Après 1950, le nusvenska l’emporte, y compris dans l’usage
officiel.

Divers dialectes se distinguent du suédois standard, à


commencer par celui en usage en Finlande (voir p.  369). Dans
l’extrême sud, le dialecte de Scanie demeure proche du danois,
cette province étant demeurée danoise du Xe  siècle à 1658.
Quant au dialecte de l’île de Gotland, aujourd’hui très influencé
par le suédois, il conserve des éléments issus du vieux gutnisk,
une langue scandinave distincte, attestée par écrit au XIIIe siècle.

Les langues sames de Laponie


L’appellation « Lapons », d’origine obscure, est aujourd’hui
perçue comme péjorative : les intéressés se nomment eux-
mêmes Saami, francisé en «  Samis  » ou «  Sames  ». Au
nombre d’une centaine de milliers, ils se répartissent entre
la Norvège (environ 50  000  personnes), la Suède, la
Finlande et la péninsule de Kola, en Russie. Bien que tous
connaissent la langue du pays dont ils sont ressortissants,
un quart d’entre eux parlent encore l’une des langues
sames, qui forment un groupe au sein de la famille
ouralienne (incluant aussi le finnois).

On distingue neuf langues, réparties en deux sous-


groupes : ouest (Norvège, Suède et nord de la Finlande) et
est (nord de la Finlande et Russie). Les langues de l’ouest
comptent de l’ordre de 25 000 locuteurs ; celles de l’est n’en
comptent guère plus d’un millier et sont en voie
d’extinction.

Le jésuite hongrois János Sajnovics (1733-1785) fut le


premier à étudier les langues sames (voir p.  32), dont
certaines sont écrites depuis le XIXe siècle.

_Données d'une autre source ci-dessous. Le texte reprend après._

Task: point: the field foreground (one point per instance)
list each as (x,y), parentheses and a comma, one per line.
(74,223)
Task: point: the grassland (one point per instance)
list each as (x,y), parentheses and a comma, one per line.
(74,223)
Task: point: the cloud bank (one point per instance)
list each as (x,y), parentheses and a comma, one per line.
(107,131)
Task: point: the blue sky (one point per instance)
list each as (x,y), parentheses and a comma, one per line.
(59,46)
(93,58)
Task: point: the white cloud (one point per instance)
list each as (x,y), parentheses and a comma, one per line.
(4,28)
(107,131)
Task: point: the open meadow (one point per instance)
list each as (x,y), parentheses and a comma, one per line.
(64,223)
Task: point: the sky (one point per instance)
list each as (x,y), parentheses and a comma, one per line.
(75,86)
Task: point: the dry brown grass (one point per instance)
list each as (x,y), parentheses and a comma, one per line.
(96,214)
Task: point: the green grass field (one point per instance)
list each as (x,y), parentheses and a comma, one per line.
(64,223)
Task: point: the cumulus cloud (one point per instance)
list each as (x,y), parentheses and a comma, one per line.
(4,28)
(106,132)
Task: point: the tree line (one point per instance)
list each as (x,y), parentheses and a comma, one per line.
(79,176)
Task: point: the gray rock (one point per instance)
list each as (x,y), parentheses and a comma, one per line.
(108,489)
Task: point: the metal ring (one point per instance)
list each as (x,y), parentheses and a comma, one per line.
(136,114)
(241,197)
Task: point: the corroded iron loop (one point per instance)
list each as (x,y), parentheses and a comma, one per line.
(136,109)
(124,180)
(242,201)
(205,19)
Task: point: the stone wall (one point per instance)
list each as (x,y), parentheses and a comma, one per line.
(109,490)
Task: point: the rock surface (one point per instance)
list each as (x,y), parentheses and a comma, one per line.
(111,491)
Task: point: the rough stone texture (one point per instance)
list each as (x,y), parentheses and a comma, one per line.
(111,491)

La traduction de
la Bible en same du nord s’est achevée en 1895. L’œuvre
demeurée la plus célèbre fut composée par un éleveur de
rennes, Johan Turi (1854-1936), avec l’assistance d’une
ethnologue et artiste danoise, Emilie Demant Hatt (1873-
1958) : intitulée Muitalus samiid birra (« Récit de la vie des
Lapons  »), elle parut en 1910 puis fut traduite en une
dizaine de langues.

L’allemand moderne
Gutenberg (v. 1400-1468), né à Mayence, invente l’imprimerie à
caractères métalliques mobiles dans les années 1440 alors qu’il
vit à Strasbourg, puis retourne à Mayence et y imprime sa
célèbre Bible, achevée en 1455. Il imprime aussi des milliers
d’indulgences, dont la «  vente  » indignera Luther soixante ans
plus tard… La Bible de Gutenberg et les indulgences sont
rédigées en latin, comme le seront encore longtemps la
majorité des textes imprimés. Il est vrai qu’à cette époque la
langue allemande n’est pas fixée  : elle s’écrit de façon très
différente selon les régions, ce qui reflète à la fois la diversité
des dialectes (voir p.  150) et la division politique du Saint-
Empire.

Un début d’unification s’esquisse sous le règne de l’empereur


Maximilien  I er  (1493-1519), quand la chancellerie impériale, à
Vienne, prend pour modèle le haut allemand en usage dans les
grandes villes méridionales (Augsbourg, Nuremberg,  etc.)  : la
langue ainsi écrite se répand grâce à l’imprimerie, du moins
dans le sud de l’Allemagne. Simultanément, une langue écrite
relevant du moyen allemand prend forme dans les
chancelleries saxonnes : on la nomme « allemand de Meissen »,
du nom de l’ancienne capitale de la Haute-Saxe (au nord-ouest
de Dresde). Elle se fonde sur l’allemand parlé apparu dans cette
région lors de sa colonisation par des Allemands d’origines
diverses à partir du XIIe siècle.

De Luther à Goethe
Martin Luther (1483-1546) est né à Eisleben, aux confins de la
Saxe et de la Thuringe. Après avoir étudié à l’université d’Erfurt,
il se fait moine augustin, puis devient en 1513 professeur de
théologie à l’université de Wittenberg, dans le nord de la Saxe.
Indigné par la vente des indulgences, il placarde ses «  95
thèses » sur la porte de l’église de Wittenberg en 1517 et engage
ainsi la Réforme. Rédigées en latin, les thèses sont bientôt
traduites en allemand, imprimées et largement diffusées. En
1521-1522, Luther traduit lui-même le Nouveau Testament, à
partir du grec. Pour traduire l’Ancien Testament, il s’entoure de
collaborateurs  : le travail s’achève en 1534, mais Luther
peaufinera le texte jusqu’à la fin de sa vie.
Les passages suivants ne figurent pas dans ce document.